Recent attacks on police prompt local law enforcement rally


BURNET — Burnet Police Chief Paul Nelson says his agency strives to give the community a sense of ownership in the police department.

“We try to reach out to the community. We help them out. We allow them to feel like they’re a part of the department,” Nelson said. “It’s easier to come to work knowing we have the community’s backing.”

Recent attacks against officers in the past several months across the nation have heightened awareness about a lack of support elsewhere.

“In the big picture of the nation, there may not be as much backing,” Nelson said.

In August 2014, in Ferguson, Missouri, officer Darren Wilson fatally shot Michael Brown, tipping off a firestorm of protests in the city. In the coming months, there were a series of premeditated slayings of police officers across the country, which some officials believe were driven by anti-police rhetoric.

Two high-profile cases were:

• December 2014 —  Brooklyn officers Wenjian Liu and Rafael Ramos were shot by a gunman while they sat in their patrol cars.

• August 2015 — Harris County Sheriff’s Deputy Darren Goforth was shot execution-style at a gas station while he was filling up his patrol car.

Shortly after the Harris County slaying, U.S. Attorney General Loretta Lynch addressed the spate of shootings, commenting that she “strongly condemn(s) these recent and brutal police shootings. … This wide violence against all of us — regardless of what uniform any of us wear — has to end.”

In the shadow of the attacks, family, friends and supporters of officers have launched movements to show their support for law enforcement.

One such event, See you at the Station, sparked by a social media network, happened Sept. 23 in at least 23 states and involved tens of thousands of people.

The event’s name was derived from the faith-based movement See you at the Pole, during which Christian students meet annually Sept. 23 at the flagpole in front of their local school before the start of classes for prayer and worship.

Burnet County organizers will host a See You at the Station event Sept. 30 and invite residents to show their support for men and women in local law enforcement.

The appreciation rally is 6 p.m. at Wallace Riddell Park, located on Texas 29 East at Rhomberg Street.

“With the recent events, violence and negativity that’s been directed at our law enforcement officers, we thought it was important to have some kind of event to show that this community backs them, supports them,” coordinator Katherine McAnally said. “We thought it was important to have plenty of room. A large showing of people would really prove the point to our officers during a time when they really need it.”
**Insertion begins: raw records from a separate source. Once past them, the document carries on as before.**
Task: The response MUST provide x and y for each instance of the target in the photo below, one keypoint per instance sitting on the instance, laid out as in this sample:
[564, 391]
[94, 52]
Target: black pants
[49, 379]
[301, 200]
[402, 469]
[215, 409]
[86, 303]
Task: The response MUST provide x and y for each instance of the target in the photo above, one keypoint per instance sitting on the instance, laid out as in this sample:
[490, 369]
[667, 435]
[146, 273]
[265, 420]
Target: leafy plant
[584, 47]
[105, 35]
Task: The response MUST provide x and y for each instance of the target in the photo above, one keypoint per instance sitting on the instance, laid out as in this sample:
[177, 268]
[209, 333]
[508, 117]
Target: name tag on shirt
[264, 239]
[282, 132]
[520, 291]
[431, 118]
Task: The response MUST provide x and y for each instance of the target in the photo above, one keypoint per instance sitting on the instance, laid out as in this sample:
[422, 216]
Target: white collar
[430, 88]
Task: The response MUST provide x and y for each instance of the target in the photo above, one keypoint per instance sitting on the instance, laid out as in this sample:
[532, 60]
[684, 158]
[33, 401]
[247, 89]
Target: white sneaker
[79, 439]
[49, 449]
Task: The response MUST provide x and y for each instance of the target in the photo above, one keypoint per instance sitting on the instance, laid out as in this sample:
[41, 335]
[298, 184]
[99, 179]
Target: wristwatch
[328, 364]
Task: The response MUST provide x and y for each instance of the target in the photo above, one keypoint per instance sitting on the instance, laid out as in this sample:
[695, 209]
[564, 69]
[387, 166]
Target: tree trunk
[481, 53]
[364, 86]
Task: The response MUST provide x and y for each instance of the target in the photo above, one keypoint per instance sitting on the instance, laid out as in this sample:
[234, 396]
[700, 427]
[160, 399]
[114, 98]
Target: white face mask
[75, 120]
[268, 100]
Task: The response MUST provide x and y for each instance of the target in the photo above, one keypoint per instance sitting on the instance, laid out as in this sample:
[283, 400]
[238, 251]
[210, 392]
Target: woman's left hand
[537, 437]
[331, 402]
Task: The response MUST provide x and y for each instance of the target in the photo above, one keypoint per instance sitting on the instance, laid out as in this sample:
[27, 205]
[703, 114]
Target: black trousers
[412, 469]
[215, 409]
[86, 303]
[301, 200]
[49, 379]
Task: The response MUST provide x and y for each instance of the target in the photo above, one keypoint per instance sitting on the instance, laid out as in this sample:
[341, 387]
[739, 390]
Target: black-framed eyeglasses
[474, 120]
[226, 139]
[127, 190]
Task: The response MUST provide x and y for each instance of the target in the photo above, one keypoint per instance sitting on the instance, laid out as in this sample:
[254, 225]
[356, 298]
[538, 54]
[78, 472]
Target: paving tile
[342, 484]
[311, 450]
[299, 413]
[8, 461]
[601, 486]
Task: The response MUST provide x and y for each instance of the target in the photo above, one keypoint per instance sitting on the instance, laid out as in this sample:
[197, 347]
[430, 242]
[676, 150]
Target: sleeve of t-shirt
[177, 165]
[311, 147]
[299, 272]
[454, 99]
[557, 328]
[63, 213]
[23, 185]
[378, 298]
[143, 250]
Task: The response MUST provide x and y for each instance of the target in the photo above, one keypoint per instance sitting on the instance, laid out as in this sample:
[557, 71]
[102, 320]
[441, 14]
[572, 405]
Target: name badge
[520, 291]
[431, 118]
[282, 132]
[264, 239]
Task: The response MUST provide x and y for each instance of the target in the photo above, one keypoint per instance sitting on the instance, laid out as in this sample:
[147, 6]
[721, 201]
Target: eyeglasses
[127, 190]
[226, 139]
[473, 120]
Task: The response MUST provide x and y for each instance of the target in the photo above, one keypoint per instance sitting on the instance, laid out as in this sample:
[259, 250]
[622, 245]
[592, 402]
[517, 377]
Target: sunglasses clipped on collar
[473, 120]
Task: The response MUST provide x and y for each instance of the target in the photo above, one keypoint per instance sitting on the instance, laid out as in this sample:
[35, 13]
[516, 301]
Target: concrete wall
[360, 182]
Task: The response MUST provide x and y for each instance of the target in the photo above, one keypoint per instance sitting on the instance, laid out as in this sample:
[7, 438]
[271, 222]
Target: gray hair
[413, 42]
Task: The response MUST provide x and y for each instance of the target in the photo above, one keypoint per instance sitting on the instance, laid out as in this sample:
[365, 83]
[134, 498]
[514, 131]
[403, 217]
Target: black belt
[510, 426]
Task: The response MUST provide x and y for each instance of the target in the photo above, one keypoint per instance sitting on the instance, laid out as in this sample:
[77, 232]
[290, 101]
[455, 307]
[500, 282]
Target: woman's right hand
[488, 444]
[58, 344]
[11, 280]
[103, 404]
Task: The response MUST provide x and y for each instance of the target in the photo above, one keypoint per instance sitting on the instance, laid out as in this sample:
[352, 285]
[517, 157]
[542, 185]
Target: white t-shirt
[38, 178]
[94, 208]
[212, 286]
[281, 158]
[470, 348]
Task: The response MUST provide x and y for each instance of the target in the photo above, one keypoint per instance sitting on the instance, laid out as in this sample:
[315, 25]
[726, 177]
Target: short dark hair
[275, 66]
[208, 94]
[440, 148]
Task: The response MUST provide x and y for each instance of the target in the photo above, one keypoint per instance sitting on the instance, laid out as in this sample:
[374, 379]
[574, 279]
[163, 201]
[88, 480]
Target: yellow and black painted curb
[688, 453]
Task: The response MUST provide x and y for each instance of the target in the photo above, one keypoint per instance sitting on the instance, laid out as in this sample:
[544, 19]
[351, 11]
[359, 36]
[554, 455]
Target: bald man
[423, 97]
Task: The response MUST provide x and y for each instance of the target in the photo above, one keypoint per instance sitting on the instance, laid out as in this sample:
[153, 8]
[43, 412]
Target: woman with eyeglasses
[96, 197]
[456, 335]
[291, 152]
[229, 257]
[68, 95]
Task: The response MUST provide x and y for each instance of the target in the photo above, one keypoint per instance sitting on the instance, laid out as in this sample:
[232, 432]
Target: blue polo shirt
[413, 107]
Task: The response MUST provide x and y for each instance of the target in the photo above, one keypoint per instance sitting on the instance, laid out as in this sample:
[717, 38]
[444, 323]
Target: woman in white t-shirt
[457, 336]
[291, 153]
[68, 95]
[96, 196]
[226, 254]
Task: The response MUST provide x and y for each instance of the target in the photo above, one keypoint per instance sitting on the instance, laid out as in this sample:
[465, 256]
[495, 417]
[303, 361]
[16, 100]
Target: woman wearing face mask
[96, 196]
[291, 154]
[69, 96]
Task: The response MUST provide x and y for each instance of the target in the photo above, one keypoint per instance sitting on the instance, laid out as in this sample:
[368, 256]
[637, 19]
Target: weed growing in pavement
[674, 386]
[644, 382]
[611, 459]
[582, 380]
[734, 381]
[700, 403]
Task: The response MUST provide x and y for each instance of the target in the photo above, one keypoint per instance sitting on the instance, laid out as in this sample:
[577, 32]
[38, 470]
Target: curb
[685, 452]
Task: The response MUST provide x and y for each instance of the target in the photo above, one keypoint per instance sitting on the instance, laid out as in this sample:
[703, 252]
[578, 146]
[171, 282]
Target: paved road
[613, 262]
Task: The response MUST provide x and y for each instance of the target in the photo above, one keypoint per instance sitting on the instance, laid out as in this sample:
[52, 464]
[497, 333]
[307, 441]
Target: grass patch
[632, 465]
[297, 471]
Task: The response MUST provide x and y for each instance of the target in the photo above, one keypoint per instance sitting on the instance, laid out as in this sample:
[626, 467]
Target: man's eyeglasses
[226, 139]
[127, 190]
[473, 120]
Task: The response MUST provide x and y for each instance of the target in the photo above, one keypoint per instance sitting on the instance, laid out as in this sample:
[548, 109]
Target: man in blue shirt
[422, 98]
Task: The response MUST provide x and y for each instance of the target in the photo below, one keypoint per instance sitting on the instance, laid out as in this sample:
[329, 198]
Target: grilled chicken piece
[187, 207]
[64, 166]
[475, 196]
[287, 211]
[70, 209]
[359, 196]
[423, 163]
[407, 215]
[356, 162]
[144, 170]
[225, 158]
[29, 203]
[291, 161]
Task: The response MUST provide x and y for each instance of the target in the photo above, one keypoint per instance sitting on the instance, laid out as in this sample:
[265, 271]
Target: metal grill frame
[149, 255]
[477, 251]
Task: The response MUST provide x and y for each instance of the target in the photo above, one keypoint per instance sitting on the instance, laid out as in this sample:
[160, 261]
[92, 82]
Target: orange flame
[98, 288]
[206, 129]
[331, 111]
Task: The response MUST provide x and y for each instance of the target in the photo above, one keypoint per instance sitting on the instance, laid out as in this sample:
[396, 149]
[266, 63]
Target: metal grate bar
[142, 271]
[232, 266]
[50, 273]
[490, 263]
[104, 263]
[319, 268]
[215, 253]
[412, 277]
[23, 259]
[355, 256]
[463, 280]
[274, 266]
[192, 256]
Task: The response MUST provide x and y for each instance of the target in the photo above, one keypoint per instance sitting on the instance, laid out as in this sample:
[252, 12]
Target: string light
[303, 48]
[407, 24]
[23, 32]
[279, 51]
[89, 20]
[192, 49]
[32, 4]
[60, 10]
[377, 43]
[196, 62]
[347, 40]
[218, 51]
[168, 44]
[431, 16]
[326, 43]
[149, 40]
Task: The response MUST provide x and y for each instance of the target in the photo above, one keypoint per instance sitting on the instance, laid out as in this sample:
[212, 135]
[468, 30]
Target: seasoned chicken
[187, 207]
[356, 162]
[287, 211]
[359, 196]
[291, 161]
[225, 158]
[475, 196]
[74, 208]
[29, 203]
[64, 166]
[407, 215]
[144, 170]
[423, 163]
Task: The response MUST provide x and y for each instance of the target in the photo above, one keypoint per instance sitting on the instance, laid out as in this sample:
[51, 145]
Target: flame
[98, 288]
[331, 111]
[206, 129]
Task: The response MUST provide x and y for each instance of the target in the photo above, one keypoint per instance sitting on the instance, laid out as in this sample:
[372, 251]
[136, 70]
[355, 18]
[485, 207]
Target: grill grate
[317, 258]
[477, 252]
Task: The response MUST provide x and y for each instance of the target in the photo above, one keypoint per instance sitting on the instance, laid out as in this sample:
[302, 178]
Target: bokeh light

The park is adjacent to the Burnet Police Department.

“The risks are there, and they’re growing more so than they’ve ever been,” coordinator Lisa Whitehead said. “With all of the negative attention that they’re getting right now, we do just want to let them know Burnet County does appreciate the sacrifices that they make.”

The show of support extends beyond the dangers officers face when protecting and serving the community.

“It can be anything from protecting the highways to something as small as helping an elderly neighbor change a light bulb,” Whitehead said. “We (should) pray for them and be present in a show of support … just to keep their morale up.”

Organizers are asking the public to wear blue that day as well.

Nelson said such displays will keep communication open and help forge a strong bond between law enforcement and the community.

“There is no wall. Everybody works well with each other,” Nelson said. “When a community attacks law enforcement, they put a wall up. It’s hard to knock that down because (officers) will feel like there are people after them out there. We don’t feel like that here in Burnet County. We’re very lucky to work in communities like Burnet and Burnet County where they definitely back first responders, police, fire and EMS.”

McAnally added, “It has been a very difficult time over the last few months for officers and their families. A large presence (at the event) would really serve to comfort them.”